Taking on the job of an estate executor in Florida can be rewarding since it helps the surviving family members of a deceased person receive their inheritance and achieve some closure concerning the death of a relative. But with the job of executor comes possible legal risks if you as an executor do not know what to watch out for. Under some circumstances, an executor can be the target of civil litigation.
The American Bar Association explains that executors can be subject to personal liability. An executor is mandated to properly manage the estate of a deceased person. This includes maintaining assets and protecting them from damage or destruction before they can be distributed to heirs. If mismanagement or errors in taking care of the estate occur, beneficiaries to the estate could sue the executor for losses.
There are a number of errors or problems that can expose an executor to liability. If an estate property has insurance coverage, the insurance policy must be maintained. Allowing it to lapse can result in loss to beneficiaries. Executors called upon to invest estate assets should be careful not to take risks that can cause a portfolio to lose value. Conversely, executors cannot be too risk-averse while investing estate assets.

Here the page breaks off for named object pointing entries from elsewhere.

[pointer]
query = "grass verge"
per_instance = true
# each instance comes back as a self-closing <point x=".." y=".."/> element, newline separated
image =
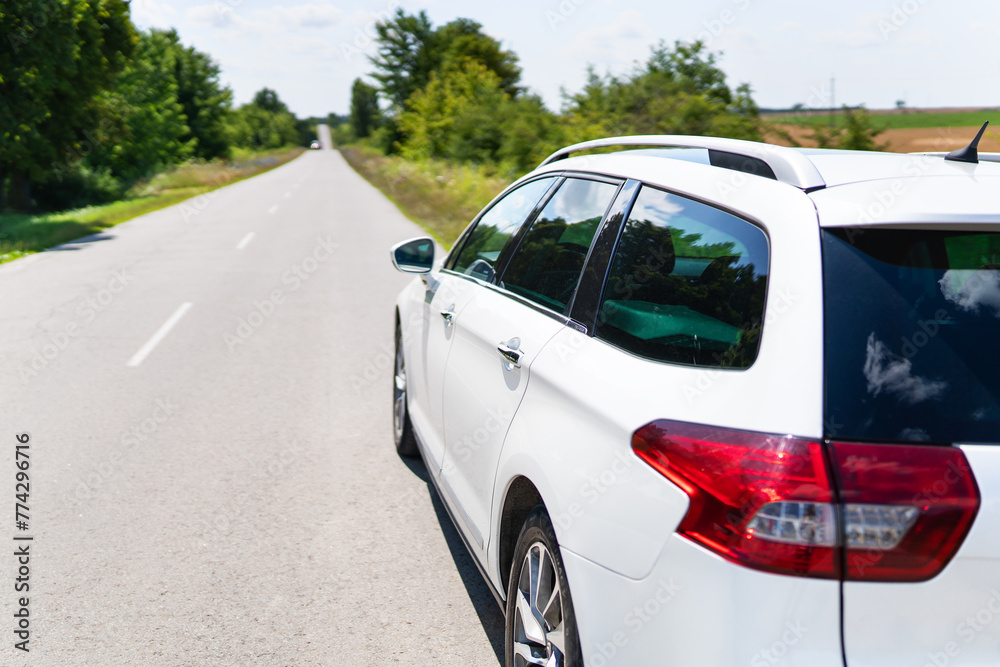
<point x="439" y="197"/>
<point x="22" y="234"/>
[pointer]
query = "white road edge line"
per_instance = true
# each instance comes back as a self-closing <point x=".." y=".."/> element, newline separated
<point x="246" y="239"/>
<point x="139" y="356"/>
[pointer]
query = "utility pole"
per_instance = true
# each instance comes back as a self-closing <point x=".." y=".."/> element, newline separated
<point x="833" y="101"/>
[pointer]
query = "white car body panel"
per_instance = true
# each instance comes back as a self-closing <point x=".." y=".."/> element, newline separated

Other possible areas of mismanagement can include the following:
- Failure to pay the estate taxes
- Not filing the tax returns before the due date
- An executor using estate assets for personal purchases
- Actions that favor one beneficiary over another
Competence and impartiality are important qualities for an executor to possess. These qualities can help keep an executor from making mistakes or willfully bad decisions that could invite litigation. Executor candidates that feel uncertain about how to navigate closing out an estate can seek legal counsel to help with understanding laws relevant to the estate process.
This article is written to provide general information on the topic of estate and probate administration and is not to be interpreted as legal advice.